Note: these comments by Richard Neff were excerpted in Latin America Advisor; Neff as former Chairman of the Business Software Alliance was asked to comment on BSA’s Annual Worldwide Piracy Report.
In 1989 when I was an in-house lawyer at a Business Software Alliance member company (Ashton-Tate), and BSA director, I spearheaded the establishment of more than 20 antipiracy programs for the BSA in Latin America and the Pacific Rim. Piracy rates in Latin America were above 90%. Most countries lacked copyright laws that protected computer software. It seemed that only US Embassies had legitimate software.
Over the next decade, on behalf of BSA members such as Microsoft, Adobe, Autodesk, Symantec and Apple, we worked with lawyers and legislators throughout Latin America to strengthen copyright protection in each country. We also brought thousands of legal actions against resellers and large corporations and banks, worked with police and prosecutors to bring criminal actions, sought to publicize the actions when possible, and we tried to educate the public about intellectual property protection. Our goal was to create a culture where intellectual property rights, at least in computer software, would be respected.
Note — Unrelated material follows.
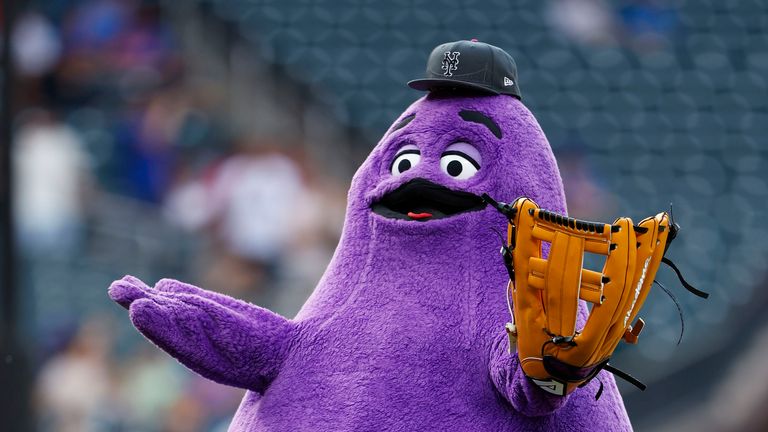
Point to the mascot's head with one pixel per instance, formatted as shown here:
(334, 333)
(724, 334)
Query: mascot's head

As a result, from 1989-2003, piracy rates in Latin America were cut roughly in half and a multibillion dollar software market was created. However, business piracy rates have hovered in the 50% range in most major Latin American markets for nearly a decade, without much improvement. Venezuela is an outlier, where civil society has all but died and piracy rates have increased. Why do high rates persist?
I believe there are at least three reasons:
- The low-hanging fruit thesis: many of the larger organizations, including some governments, have legalized, leaving piracy rates much higher in small businesses. Often, it is not as cost effective to fight piracy in, say, a dental office that may have 5 computers.
- Possible under-investment in combating piracy: some of the major software publishers in the early fight against software piracy have invested less in the effort over the past decade. I have heard that the BSA program is less visible. Where enforcement declines, piracy rates climb.
- Dysfunctional governments and judiciaries: as Transparency International demonstrates each year, and as we experienced during our piracy prosecution in Latin America, police, prosecutors and courts struggle with scarce resources, and corruption takes an inestimable toll. We ran up against corruption often, and it makes it unlikely that countries like Mexico, Argentina and Brazil will ever have piracy rates as low as those in Canada, the US and the UK. Chile is a notable exception to regional corruption, and Brazil is slowly improving.
So what can be done? First, technology can be used to fight piracy. Companies can use various mechanisms to track excessive use, or even disable such use. Second, new delivery mechanisms such as the Cloud (SaaS systems) very much reduce piracy, as the software is resident on remote servers, so there is nothing for pirates to copy and distribute. Finally, it is worth noting that societies that create intellectual property are better at protecting it. Latin America is not a major innovator, but is beginning to generate more intellectual property.